We used a gradient boost classifier as implemented by the xgboost package in R to train two models to distinguish Barrett Oesophagus cases from primary tumours, and primaries from metastases, respectively, based on prevalence of all mutational signatures and including clonality and timing as covariates in the model. We split the cohort into 70% for discovery and 30% for validation, and used 5-fold cross-validation in 100 iterations to determine the optimal parameters for the training. The features ranked by importance were visualised using a Shapley plot. The modelling procedure was repeated in a similar manner but with prevalence of signatures detailed based on clonality and timing. The accuracies for testing were 87% and 94%, respectively. The analysis employed the code developed at the following GitHub repository: https://github.com/pablo14/shap-values/blob/master/shap.R. Additionally, we used a random forest classifier as implemented in the randomForest R package to confirm the signature ranking and overall prediction performance.

We also built a multinomial regression model which took as features mutational signature exposures, timing and clonality of signatures and trained a classifier to predict the stage of the tumour (with the 3 stages, Barrett, primaries, metastases, predicted simultaneously). This analysis was implemented using the glmnet package in R.

RNA sequencing

RNA was quantified using the Qubit High Sensitivity RNA kit (Thermo Fisher) and checked for quality (RNA integrity number; RIN) on the Agilent 2100 Bioanalyzer® (Agilent Technologies, USA) using the RNA 6000 Nano kit. Samples with insufficient material, or an incalculable RIN were excluded. There was no other lower limit for RIN inclusion.

Libraries were prepared with an input of 250 ng RNA using the TruSeq Stranded Total RNA High Sensitivity protocol with ribosomal depletion. Samples with less than the specified input, but with >100 ng total were included and this was noted for the analysis. Library quality and quantity were checked using the Agilent 2100 Bioanalyzer with the DNA 1000 kit and KAPA quantification (KAPA Biosystems, Roche, Switzerland) and were pooled according to the Illumina protocol. Samples were run on the HiSeq 4000 instrument to generate 75 bp paired-end reads. A mixture of normal expression controls was run on each plate: squamous oesophagus, gastric cardia, duodenum. Duodenum mimics the intestinal appearance of Barrett Oesophagus and it is hypothesised that Barrett Oesophagus arises from gastric cells. Squamous oesophagus is a less useful comparison because it shares few features with the glandular epithelium of Barrett Oesophagus.

RNA sequencing data was trimmed for poor quality bases using Trim Galore (https://www.bioinformatics.babraham.ac.uk/projects/trim_galore/) and was then aligned using STAR using the ENSEMBL gene annotation. Reads per gene were quantified using the summariseOverlaps function from the GenomicRanges package, which was also later used for computing Transcripts per million (TPM).

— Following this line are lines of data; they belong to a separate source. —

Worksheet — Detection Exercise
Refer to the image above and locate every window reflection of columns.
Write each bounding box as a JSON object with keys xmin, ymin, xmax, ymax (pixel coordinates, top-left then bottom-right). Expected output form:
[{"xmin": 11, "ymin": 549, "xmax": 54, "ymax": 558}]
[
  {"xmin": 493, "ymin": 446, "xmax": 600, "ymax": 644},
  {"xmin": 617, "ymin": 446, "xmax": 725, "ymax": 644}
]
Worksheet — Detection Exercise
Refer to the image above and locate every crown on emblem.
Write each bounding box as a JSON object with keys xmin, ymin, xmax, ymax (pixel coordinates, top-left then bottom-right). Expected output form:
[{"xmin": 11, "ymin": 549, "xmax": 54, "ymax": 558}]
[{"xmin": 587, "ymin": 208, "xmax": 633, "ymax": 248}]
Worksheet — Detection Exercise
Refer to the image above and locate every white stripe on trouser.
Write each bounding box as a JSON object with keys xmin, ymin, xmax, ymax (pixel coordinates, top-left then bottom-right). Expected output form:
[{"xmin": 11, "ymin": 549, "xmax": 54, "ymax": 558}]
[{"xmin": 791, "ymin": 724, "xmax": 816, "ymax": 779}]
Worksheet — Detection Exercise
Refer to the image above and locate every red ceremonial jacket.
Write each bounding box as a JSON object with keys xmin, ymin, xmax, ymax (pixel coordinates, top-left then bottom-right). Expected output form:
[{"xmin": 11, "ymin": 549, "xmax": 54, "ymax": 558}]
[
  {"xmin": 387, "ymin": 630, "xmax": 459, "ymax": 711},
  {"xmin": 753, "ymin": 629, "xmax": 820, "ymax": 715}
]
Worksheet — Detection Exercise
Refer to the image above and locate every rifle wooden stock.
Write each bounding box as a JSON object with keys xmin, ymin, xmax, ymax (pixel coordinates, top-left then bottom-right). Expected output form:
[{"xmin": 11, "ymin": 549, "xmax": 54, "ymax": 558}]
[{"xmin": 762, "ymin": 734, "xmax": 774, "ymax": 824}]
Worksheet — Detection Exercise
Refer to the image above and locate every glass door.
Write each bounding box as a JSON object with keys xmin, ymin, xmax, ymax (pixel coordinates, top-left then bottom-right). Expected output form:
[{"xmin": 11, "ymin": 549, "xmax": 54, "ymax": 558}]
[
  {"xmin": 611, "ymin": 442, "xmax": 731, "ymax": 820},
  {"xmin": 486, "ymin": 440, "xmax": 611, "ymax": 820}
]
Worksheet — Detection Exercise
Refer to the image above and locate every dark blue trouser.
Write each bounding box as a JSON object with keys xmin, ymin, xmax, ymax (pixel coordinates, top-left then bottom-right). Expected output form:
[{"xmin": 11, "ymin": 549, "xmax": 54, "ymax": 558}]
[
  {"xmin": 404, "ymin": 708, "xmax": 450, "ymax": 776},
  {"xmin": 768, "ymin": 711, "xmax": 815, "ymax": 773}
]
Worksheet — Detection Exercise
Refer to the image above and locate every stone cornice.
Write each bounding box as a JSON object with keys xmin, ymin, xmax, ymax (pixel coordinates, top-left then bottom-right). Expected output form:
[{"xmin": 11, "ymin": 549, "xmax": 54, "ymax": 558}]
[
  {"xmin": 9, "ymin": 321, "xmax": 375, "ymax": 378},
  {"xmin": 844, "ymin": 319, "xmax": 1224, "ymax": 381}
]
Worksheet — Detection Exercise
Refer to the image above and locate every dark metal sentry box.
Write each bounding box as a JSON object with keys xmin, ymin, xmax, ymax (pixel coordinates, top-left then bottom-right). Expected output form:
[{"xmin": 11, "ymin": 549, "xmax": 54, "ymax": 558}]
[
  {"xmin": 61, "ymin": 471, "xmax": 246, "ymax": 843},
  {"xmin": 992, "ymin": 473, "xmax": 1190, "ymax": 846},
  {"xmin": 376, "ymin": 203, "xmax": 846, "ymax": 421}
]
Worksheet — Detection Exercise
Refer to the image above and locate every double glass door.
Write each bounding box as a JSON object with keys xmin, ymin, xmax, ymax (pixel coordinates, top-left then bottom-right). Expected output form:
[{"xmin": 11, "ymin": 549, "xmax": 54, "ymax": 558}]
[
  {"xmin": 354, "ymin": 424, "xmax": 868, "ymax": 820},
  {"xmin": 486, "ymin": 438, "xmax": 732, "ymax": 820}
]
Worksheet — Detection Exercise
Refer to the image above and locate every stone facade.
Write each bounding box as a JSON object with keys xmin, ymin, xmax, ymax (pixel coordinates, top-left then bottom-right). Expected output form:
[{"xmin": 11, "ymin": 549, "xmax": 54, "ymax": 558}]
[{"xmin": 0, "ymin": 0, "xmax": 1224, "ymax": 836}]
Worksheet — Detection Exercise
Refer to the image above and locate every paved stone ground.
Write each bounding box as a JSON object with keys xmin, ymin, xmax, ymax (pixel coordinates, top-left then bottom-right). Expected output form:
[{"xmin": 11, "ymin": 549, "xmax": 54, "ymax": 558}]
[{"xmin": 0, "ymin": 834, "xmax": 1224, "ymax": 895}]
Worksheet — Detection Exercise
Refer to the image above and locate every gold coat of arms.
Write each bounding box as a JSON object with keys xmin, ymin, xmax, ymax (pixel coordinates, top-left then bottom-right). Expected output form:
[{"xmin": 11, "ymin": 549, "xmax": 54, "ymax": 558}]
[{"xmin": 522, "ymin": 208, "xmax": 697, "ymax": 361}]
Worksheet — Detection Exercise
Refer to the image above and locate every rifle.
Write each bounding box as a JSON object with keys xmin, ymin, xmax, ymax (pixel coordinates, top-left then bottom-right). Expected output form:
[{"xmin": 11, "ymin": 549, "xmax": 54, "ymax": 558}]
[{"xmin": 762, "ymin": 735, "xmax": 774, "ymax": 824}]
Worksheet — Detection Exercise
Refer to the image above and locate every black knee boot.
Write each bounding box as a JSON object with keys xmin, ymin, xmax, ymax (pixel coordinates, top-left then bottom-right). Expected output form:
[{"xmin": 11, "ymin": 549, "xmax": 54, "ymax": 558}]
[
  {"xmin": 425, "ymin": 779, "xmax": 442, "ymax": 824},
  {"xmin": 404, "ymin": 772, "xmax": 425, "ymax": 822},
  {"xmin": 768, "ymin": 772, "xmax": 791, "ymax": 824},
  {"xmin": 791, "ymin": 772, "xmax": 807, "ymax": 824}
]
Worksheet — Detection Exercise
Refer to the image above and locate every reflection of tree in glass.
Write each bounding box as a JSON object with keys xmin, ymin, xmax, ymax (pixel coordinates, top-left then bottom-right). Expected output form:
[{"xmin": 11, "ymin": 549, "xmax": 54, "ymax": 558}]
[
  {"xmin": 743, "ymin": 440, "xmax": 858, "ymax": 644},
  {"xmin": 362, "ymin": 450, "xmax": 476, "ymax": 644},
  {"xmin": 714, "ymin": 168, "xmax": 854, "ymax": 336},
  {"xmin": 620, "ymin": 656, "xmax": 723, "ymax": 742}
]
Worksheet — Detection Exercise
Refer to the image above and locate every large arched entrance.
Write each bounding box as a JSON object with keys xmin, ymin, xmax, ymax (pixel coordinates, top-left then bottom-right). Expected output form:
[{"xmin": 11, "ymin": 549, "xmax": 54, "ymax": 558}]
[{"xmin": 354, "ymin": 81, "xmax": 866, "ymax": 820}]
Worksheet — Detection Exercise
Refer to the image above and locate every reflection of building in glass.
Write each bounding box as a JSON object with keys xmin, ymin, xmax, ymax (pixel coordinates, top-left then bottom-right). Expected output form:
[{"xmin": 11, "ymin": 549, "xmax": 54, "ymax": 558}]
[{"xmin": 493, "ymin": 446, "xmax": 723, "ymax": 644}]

Hallmarks of cancer and tumour microenvironment signatures

The cancer hallmark signatures were obtained from the CancerSEA database49. The tumour microenvironment signatures and composition were inferred using ConsensusTME50.

Chromosomal instability was calculated as the number of segments with an abnormal copy number (gain/loss) spanning >5% of the length of a chromosome. These numbers were subsequently scaled via a Z-score transformation.

The proliferative capacity of tumours was calculated from RNA-seq data based on markers of G0 arrest as 1-QS, where QS is the combined Z-score of G0 arrest markers as described in Supplementary Table 1 from ref. 32.

Statistics

Group comparisons were performed using the Student’s t test (two-tailed), Wilcoxon rank-sum test or ANOVA, as appropriate. Multiple testing correction using the Benjamini-Hochberg method was performed where appropriate.

Survival analysis was performed using univariate or multivariate Cox Proportional Hazards models as implemented in the ggforest R package. The optimal prognostic cut-offs for mutational signatures were determined using the maximally selected rank statistic, as implemented in the survminer package in R. Kaplan–Meier curves were plotted using the survminer package.

Reporting summary

Further information on research design is available in the Nature Portfolio Reporting Summary linked to this article.